Mas, de facto, pouco há de comum ao cristianismo e ao judaísmo, com exceção dos profetas judaicos, dos Dez Mandamentos, e do conceito de Deus único, o qual, no entanto, n(a maior parte d)o cristianismo se encontra muito diluído, pois que o Deus único afinal acaba por ser uma Trindade de deuses (mais os semi-deuses - os santos e Maria).
No islamismo, pelo contrário, há muito mais de comum com o judaísmo. Por exemplo, o conceito de uma lei divina para as relações sociais, a estrita unicidade de Deus, a estrita separação entre os homens e Deus (nenhum homem é considerado um semi-Deus, como Maria ou os santos o são no cristianismo), as regras alimentares, etc.
Por isso a mim me parece que o conceito de "judaico-cristão" é mais político que religioso, destinando-se essencialmente a reunir sob uma mesma bandeira política os judeus e os cristãos americanos. O que faz bastante sentido nos EUA atuais, mas não faz sentido nenhum em Portugal, onde - para começar - quase nem há judeus.

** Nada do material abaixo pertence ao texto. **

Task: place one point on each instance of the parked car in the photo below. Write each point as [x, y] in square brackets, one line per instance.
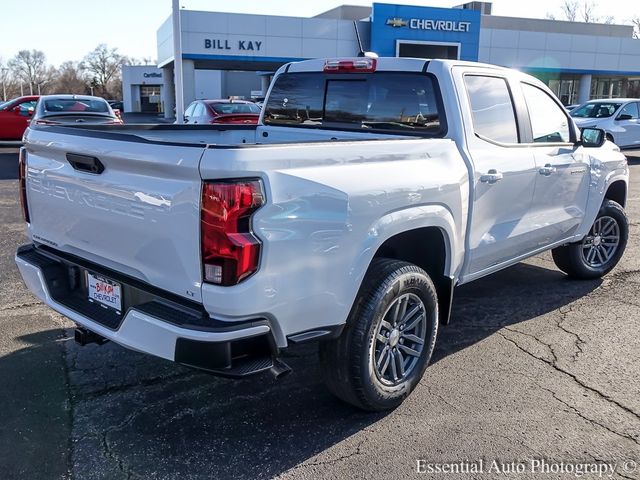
[15, 116]
[368, 192]
[222, 111]
[74, 109]
[618, 117]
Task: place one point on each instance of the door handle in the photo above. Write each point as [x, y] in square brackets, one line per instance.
[491, 177]
[547, 170]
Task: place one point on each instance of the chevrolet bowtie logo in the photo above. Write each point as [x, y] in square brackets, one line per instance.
[397, 22]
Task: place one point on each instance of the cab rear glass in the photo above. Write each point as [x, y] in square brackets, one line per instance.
[382, 101]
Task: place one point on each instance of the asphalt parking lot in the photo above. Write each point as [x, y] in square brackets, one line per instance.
[533, 366]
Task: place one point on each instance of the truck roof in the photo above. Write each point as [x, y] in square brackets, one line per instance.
[405, 64]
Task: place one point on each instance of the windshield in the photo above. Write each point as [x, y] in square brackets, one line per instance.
[224, 108]
[379, 101]
[595, 110]
[57, 105]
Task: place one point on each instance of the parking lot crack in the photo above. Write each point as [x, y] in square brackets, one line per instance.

Sim, agora que penso nisso, os costumes europeus estão muito mais próximos dos do Qatar, do Irão, ou do Paquistão do que dos de Israel. P.S.- Tenho um genro judeu, praticante e muito activo na comunidade, com direito a fotografia com Marcelo e tudo. E tinha - infelizmente já faleceu - um cunhado árabe.

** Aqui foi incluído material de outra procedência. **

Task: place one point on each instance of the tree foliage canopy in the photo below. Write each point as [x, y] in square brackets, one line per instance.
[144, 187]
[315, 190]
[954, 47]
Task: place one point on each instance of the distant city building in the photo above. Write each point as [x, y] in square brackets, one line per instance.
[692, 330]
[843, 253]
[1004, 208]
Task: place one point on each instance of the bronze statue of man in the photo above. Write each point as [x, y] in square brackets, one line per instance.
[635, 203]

Tenho um genro judeu, praticante e muito activo. E tinha - infelizmente já faleceu - um cunhado árabe.
E então? Há muitos judeus árabes. Muitos judeus naturais de países árabes, que falam árabe em casa e têm traços culturais árabes. Alguns deles, naturalmente, têm familiares casados com outros árabes, que podem não ser judeus.
Tal como há judeus portugueses casados com portugueses que não são judeus, também há judeus árabes casados com árabes que não são judeus.